В итоге Мэйбл решила оставить пирамидку у себя в комнате. Диппер в нее почти не заходит, а сама Мэй знает ее как свои пять пальцев, даже несмотря на постоянный “творческий беспорядок”.
Она поставила ее на полку и нацепила кучу резинок, которые не сползали из-за вырезанных неровностей на шкатулке, образуя кубик, немного сужающийся к верхушке, а на кончик пирамидки нацепила пару сережек. Теперь шкатулка полностью вписывается в общую атмосферу комнаты девушки и найти ее будет сложно. По крайней мере, нелегко.
***
– Что у тебя с рукой? – Спросил Билл, как только Диппер оказался в центре поляны.

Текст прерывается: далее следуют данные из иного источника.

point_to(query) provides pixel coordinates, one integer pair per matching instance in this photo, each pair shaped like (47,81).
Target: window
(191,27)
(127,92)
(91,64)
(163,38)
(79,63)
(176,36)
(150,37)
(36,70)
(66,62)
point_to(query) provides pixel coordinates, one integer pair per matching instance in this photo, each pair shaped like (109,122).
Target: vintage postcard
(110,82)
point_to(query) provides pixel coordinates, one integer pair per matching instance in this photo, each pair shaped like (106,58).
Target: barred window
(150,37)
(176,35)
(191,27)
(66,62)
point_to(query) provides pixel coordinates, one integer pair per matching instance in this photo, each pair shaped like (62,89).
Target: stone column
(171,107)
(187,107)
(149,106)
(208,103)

Он наблюдал за ним с верхушки сосны, скрывая себя от парня. Билл считал, что Дипперу вовсе не обязательно знать как он выглядит, это может нанести определенный вред памяти – воспоминания о Билле стерты, а он своим видом напомнит то, что не стоит вспоминать сейчас. Это, как минимум, болезненный процесс, не приводящий ни к чему хорошему – не факт, что память не вернется, и это может принести кучу не нужных проблем.

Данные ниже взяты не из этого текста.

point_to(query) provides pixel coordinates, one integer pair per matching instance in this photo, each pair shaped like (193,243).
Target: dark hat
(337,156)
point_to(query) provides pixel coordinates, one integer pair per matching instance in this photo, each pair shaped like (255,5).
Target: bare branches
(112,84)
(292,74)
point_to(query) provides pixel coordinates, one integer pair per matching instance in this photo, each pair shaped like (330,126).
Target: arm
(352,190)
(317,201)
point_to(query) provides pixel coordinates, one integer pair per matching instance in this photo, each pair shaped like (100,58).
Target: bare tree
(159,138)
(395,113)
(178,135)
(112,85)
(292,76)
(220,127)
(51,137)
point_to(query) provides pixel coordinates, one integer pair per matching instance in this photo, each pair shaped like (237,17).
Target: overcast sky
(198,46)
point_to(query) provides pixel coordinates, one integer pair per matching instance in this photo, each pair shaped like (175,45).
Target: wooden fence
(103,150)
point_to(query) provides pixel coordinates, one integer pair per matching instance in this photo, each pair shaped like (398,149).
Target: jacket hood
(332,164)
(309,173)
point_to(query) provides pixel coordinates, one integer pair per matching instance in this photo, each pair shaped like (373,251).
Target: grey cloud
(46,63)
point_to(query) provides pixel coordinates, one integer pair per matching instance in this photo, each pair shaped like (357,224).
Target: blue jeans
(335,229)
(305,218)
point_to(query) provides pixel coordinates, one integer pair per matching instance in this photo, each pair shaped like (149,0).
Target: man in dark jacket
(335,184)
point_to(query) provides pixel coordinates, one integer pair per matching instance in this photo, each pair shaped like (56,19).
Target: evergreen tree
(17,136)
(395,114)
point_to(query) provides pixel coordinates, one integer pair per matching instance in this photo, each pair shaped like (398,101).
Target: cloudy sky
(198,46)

– Я обжегся. – Спокойно ответил Диппер, посмотрев на свою ладонь.
– Как? – Билла бесило, что Диппер сразу толком не объясняет, как, где, обо что, и при каких обстоятельствах это случилось. Ну, а Диппер считал, что это Биллу вовсе неинтересно, и потому не рассказал все и сразу.
– Я… уронил чайник и вода вылилась на ладонь.
– Не лги. – Билл всего на секунду потерял контроль. Всего секунду в его голосе плескались ярость, жестокость и безумие. Он не любит, когда ему врут в глаза. Это раздражает.
Диппер поежился и сел на серую траву. Он кожей почувствовал эмоции Голоса, но не мог понять почему эти эмоции направлены на него. Не хотел, чтобы кто-то ненавидел его.
Билл вздохнул и выдохнул, возвращая себе былое спокойствие.
– Я чувствую, когда ты лжешь, Сосенка – я часть тебя. Скажи мне правду.
– Я говорю правду.
Решение “проблемы” пришло в голову Билла как-то спонтанно, и он, не задумываясь, решил его осуществить.
Он слетел с дерева и подошел к Дипперу, продолжая скрывать себя. Он встал у него за спиной, снял белую перчатку с бинтом и протянул руку вперед так, чтобы Диппер увидел ее, и сделал видимой.
– Это не могло появиться от ожога обычной водой, Сосенка. У меня нет физического тела, я не могу пострадать от обычного кипятка.
Диппер молча сверлил взглядом протянутую ладонь, покрытую ровно такими же волдырями, как у него самого. Его эмоции метались между чувством вины и непониманием. Он протянул здоровую руку, чтобы коснуться ладони Билла – хотелось убедиться, что демон реален, – но Сайфер отдернул руку и в мгновение вернулся на исходную позицию, вновь скрываясь.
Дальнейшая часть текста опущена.